The critical 1-arm exponent for the ferromagnetic Ising model on the Bethe lattice

TL;DR

This paper rigorously determines the critical 1-arm exponent for the ferromagnetic Ising model on Bethe lattices, showing the root magnetization decays as n^{-1/2} at criticality, revealing precise critical behavior.

Contribution

The paper provides a rigorous proof that the critical 1-arm exponent for the Ising model on regular trees is 1/2, a key quantitative characterization of critical decay.

Findings

Root magnetization decays as n^{-1/2} at criticality.

Establishes the critical 1-arm exponent as 1/2 for the Ising model on Bethe lattices.

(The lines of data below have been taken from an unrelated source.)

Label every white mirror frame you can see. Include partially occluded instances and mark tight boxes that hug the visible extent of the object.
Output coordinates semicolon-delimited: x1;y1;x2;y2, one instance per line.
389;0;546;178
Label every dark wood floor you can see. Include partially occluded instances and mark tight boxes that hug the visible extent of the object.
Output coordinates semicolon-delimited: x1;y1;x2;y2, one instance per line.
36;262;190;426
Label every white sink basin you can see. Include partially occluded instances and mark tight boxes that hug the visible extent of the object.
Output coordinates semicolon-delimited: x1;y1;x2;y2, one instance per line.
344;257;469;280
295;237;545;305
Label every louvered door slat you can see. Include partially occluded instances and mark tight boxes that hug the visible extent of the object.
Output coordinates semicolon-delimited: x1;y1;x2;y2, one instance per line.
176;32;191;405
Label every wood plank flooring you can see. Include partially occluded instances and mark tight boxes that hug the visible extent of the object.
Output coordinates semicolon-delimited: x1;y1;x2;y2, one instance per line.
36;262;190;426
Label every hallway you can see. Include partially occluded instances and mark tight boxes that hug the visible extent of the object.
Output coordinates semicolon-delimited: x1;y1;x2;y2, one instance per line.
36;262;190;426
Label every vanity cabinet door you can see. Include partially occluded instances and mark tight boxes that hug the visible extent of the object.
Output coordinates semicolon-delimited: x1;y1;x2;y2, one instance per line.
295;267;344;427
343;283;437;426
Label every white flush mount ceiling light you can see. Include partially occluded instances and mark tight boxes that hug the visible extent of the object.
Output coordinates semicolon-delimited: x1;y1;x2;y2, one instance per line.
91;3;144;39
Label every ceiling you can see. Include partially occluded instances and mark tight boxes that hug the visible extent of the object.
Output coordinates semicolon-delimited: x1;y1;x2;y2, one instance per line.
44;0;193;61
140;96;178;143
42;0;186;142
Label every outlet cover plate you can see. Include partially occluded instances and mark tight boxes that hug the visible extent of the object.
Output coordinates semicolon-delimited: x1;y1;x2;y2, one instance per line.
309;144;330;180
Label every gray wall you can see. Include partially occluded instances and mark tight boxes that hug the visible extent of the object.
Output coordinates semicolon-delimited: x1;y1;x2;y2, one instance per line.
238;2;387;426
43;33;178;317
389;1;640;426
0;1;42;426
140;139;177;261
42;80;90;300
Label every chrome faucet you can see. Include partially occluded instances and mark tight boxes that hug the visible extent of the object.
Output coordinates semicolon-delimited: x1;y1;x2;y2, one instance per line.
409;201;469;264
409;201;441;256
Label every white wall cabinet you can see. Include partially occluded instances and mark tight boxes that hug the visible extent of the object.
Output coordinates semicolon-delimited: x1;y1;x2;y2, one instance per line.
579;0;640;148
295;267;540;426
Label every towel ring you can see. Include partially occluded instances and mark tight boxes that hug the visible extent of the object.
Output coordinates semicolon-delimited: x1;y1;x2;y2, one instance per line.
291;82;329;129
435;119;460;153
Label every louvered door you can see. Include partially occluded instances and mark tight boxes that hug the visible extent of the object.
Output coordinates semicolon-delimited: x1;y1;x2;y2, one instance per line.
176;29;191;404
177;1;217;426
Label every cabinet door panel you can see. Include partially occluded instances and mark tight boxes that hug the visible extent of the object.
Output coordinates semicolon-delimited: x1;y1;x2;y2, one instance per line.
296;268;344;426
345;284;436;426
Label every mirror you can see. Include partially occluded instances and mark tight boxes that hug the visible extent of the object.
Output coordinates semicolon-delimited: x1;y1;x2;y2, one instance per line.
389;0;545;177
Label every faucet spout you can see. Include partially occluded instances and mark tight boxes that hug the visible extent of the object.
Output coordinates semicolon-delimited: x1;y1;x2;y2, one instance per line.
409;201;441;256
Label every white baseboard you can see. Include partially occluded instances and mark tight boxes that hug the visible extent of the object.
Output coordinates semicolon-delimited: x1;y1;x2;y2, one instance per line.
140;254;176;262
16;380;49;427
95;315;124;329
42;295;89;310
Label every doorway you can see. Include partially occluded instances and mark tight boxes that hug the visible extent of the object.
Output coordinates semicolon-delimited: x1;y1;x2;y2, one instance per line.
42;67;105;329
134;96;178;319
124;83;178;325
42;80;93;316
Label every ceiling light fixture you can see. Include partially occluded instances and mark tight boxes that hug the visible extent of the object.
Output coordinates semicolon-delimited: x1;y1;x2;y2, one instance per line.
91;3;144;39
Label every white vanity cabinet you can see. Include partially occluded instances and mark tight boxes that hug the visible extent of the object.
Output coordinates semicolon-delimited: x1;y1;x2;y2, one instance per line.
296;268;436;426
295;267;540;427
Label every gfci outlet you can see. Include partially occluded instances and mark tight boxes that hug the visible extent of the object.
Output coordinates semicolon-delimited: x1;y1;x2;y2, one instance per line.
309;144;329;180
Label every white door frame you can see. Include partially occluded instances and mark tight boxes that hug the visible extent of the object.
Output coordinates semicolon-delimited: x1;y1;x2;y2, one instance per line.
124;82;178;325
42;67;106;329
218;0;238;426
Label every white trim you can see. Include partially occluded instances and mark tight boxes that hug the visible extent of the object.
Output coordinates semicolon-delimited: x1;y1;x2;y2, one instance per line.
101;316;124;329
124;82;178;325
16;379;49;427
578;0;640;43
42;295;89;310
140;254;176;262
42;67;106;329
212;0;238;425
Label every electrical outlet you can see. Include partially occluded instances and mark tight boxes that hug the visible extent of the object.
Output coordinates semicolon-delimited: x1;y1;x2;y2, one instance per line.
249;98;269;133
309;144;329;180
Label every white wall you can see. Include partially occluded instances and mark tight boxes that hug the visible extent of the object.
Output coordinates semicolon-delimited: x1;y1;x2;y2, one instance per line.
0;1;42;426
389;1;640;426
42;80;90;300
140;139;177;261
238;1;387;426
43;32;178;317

Provides a sharp quantitative description of the decay rate of magnetization.

Abstract

We consider the ferromagnetic nearest-neighbor Ising model on regular trees (Bethe lattice), which is well-known to undergo a phase transition in the absence of an external magnetic field. The behavior of the model at critical temperature can be described in terms of various critical exponents; one of them is the critical 1-arm exponent $\rho$, which characterizes the rate of decay of the (root) magnetization. The crucial quantity we analyze in this work is the thermal expectation of the root spin on a finite subtree, where the expected value is taken with respect to a probability measure related to the corresponding finite-volume Hamiltonian with a fixed boundary condition. The spontaneous magnetization, which is the limit of this thermal expectation in the distance between the root and the boundary (i.e. in the height of the subtree), is known to vanish at criticality. We are interested in a quantitative analysis of the rate of this convergence in terms of the critical 1-arm exponent $\rho$. Therefore, we rigorously prove that $\langle\sigma_0\rangle^+_n$, the thermal expectation of the root spin at the critical temperature and in the presence of the positive boundary condition, decays as $\langle\sigma_0\rangle^+_n\approx n^{-1/2}$ (in a rather sharp sense), where $n$ is the height of the tree. This establishes the 1-arm critical exponent for the Ising model on regular trees ($\rho=1/2$).